Re: update on only/or later etc.


Philippe Ombredanne
 

David:
You are bringing good points. Here are my counter points:

On Fri, Nov 24, 2017 at 5:15 PM, Wheeler, David A <dwheeler@...> wrote:
Philippe Ombredanne:
I think there is no contention there at all.
Respectfully: There *IS* contention. I'm contending.

A summary (e.g. a license expression) cannot ever capture all the nuances
of the details.... This is a lossy "compression" by construction...
Sure, but all summaries, and all models, omit something. Indeed,
a SPDX license file *also* cannot capture all the nuances.

The correct question is, "is this model adequate for its uses?"
In most cases people want to know, "is this package legal to use?".
You are making assumption about what the common use case might be. To
me the common use case is more simply: what's the license?

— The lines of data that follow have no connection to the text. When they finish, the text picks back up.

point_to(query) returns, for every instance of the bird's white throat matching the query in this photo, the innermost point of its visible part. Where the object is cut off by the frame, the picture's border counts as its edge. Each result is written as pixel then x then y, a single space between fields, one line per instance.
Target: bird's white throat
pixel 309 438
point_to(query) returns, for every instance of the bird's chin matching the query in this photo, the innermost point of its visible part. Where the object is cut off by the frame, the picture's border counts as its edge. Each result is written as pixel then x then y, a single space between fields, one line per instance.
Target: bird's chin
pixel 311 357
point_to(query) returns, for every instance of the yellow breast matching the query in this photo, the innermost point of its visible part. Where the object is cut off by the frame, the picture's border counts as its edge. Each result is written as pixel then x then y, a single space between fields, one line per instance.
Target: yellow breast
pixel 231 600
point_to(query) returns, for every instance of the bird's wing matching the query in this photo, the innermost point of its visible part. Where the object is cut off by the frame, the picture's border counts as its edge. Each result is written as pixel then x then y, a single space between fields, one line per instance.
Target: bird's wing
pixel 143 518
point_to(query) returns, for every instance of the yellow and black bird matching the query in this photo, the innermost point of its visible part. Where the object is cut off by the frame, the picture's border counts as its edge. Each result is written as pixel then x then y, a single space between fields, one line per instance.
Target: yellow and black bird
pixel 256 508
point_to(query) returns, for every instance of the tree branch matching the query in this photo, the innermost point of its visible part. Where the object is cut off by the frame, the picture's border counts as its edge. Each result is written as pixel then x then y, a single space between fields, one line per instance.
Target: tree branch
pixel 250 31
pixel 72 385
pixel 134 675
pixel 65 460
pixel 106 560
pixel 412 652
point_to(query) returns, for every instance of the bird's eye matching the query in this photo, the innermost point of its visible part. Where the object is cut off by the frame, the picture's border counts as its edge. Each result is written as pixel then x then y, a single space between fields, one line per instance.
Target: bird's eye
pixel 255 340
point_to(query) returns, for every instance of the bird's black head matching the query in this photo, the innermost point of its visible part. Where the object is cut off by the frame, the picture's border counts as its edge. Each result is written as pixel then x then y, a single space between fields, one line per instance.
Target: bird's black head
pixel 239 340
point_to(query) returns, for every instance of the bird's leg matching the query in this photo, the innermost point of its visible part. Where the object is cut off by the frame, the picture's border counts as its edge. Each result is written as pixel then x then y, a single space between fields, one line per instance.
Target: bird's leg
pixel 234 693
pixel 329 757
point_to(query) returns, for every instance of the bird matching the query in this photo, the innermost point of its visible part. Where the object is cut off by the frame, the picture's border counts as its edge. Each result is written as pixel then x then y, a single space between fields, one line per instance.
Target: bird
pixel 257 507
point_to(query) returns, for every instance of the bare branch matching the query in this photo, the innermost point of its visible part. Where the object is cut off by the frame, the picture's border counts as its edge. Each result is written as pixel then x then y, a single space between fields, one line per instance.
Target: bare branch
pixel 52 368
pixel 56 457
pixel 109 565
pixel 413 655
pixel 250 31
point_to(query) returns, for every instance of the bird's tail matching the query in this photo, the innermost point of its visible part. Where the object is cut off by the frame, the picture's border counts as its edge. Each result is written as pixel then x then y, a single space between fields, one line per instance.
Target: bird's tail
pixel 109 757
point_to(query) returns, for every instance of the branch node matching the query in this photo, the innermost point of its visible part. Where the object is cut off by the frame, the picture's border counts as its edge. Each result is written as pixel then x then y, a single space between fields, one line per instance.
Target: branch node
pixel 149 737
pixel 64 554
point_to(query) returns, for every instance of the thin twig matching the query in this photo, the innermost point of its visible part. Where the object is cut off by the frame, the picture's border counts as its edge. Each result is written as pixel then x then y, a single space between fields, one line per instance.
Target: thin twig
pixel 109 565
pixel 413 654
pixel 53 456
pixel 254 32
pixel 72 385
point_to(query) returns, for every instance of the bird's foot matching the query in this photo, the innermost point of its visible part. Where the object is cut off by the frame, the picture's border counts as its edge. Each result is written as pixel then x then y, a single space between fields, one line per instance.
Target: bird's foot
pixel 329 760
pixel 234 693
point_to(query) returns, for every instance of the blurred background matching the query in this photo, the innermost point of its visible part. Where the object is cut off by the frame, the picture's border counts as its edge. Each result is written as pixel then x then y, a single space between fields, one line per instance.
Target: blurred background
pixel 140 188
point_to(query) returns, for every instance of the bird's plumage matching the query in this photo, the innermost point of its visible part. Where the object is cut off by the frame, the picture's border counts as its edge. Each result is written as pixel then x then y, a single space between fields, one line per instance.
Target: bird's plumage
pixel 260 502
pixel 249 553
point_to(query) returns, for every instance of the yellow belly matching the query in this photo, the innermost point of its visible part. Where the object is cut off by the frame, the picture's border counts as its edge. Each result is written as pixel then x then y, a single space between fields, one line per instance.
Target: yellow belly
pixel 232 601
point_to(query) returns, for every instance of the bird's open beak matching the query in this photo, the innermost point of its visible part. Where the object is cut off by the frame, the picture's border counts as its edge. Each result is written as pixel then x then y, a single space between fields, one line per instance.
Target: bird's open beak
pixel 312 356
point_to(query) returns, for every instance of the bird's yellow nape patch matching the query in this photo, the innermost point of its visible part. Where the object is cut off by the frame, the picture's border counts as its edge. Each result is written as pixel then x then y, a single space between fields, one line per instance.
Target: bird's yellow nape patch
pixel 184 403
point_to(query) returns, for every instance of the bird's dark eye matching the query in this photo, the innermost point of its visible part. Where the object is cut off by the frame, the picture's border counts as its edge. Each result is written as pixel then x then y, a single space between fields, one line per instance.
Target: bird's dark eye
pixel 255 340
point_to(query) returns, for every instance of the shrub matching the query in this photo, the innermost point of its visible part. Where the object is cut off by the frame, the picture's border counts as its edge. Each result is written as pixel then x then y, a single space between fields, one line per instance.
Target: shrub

Whether this is "legal" or not is something you or your legal adviser
can decide based on this.
And practically, "legal" is more often than not a policy choice
instead, whether you are a FLOSS project author or a consumer of FLOSS
code.

To answer that question, "it's at least GPL-2.0, and might be more"
s important information, and I think it's information that the SPDX
license expression should include.
Is this really important to know this fact in the general case? In my
own experience the cases where I need hyper precision on GPL-2.0 vs
GPL-2.0+ are rather limited:
1. I am combining GPL 2 and GPL 3 code
2. OR I want to use a GPL 3 for GPL 2-licensed code

These cases are extremely rare for consumers of FLOSS code based on my
reasonably wide and many of experience in this space... So rare in
fact that they account for a handful across thousand+ products and
billions of LOC. So rare that I cannot recall of any OTH.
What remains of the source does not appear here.